Intestinal DRH-1 activation reduces transcriptional load of activated SKN-1. (A–G) drh-1gf (magenta) suppresses the activation of established SKN-1 targets in skn-1gf mutant animals (blue), Blue lines represent DE between WT and skn-1gf, and magenta lines represent DE between skn-1gf drh-1gf and skn-1gf. (H) drh-1gf mutations abolishes the increased sensitivity of skn-1gf mutant animals to RNAi inhibition of transcriptional regulators n = 100 N = 3. (I) WormCat 2.0 analysis of genes activated by skn-1gf and suppressed by drh-1gf. (J–Q) drh-1gf suppresses the increased expression of ncRNA in skn-1gf mutants.

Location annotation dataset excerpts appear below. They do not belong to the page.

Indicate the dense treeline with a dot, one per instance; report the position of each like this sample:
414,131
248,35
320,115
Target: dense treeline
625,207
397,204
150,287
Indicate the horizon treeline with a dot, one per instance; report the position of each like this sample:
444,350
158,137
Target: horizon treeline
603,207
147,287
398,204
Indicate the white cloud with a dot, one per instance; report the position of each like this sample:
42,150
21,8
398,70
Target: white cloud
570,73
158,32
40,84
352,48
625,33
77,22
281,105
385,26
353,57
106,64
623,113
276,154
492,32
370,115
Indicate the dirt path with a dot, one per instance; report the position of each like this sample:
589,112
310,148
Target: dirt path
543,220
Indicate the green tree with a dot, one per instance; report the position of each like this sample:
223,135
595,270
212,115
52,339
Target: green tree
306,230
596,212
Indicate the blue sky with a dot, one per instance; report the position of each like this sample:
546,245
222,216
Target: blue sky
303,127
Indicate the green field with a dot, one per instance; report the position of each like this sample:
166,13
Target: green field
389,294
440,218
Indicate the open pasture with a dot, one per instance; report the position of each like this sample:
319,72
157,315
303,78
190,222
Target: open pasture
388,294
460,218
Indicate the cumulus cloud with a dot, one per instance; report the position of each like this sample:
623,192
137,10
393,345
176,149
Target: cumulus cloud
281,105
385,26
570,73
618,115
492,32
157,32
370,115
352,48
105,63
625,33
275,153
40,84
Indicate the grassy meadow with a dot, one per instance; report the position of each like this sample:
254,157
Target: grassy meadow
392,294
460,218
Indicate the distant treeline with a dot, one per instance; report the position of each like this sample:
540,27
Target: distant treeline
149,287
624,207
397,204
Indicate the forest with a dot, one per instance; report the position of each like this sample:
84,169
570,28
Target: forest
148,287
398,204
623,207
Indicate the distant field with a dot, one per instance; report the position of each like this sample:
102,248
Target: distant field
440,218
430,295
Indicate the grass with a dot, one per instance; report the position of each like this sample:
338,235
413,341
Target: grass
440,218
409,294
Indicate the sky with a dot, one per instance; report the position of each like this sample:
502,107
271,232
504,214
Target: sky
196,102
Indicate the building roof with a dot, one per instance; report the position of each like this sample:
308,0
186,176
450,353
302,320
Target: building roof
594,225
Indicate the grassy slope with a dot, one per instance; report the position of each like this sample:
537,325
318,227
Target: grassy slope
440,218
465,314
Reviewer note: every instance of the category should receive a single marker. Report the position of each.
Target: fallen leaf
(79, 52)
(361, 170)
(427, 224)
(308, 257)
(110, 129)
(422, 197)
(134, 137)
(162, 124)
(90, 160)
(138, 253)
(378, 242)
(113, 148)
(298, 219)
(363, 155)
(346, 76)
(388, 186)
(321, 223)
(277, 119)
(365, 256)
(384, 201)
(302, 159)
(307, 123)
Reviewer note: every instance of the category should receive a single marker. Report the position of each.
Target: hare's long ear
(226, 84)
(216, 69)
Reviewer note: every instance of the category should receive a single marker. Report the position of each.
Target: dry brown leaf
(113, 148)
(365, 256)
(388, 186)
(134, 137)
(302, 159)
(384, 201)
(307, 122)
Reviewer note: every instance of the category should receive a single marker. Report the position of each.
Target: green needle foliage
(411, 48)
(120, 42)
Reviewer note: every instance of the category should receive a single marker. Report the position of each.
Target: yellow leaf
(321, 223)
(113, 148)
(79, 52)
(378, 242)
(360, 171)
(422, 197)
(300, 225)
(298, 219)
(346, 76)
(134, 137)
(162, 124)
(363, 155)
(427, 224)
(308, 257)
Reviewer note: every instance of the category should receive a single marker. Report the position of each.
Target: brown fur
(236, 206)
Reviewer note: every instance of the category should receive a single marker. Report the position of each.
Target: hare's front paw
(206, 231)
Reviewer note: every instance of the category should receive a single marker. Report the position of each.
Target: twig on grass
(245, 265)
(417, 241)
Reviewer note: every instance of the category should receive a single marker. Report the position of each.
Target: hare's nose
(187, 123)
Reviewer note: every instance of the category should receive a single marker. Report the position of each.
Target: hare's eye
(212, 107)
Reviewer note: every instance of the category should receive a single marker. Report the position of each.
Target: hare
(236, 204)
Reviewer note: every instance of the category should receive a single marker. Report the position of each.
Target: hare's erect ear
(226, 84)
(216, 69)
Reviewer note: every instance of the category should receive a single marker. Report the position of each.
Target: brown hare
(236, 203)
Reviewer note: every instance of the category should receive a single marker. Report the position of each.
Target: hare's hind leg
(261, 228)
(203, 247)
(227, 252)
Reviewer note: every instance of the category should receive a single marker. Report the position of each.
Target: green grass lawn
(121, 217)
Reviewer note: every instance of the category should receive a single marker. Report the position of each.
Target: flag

The activation of the gst-4p::gfp in skn-1gf animals is suppressed by intestinal expression of drh-1gf (R and S). (T–V) drh-1gf suppresses the increased expression of signaling molecules. (W) Cartoon schematic of cell nonautonomous signaling by skn-1gf in ASI neurons and drh-1gf in the intestine. A simple linear regression model was used to compare each of the lines with P < 0.05 considered significant.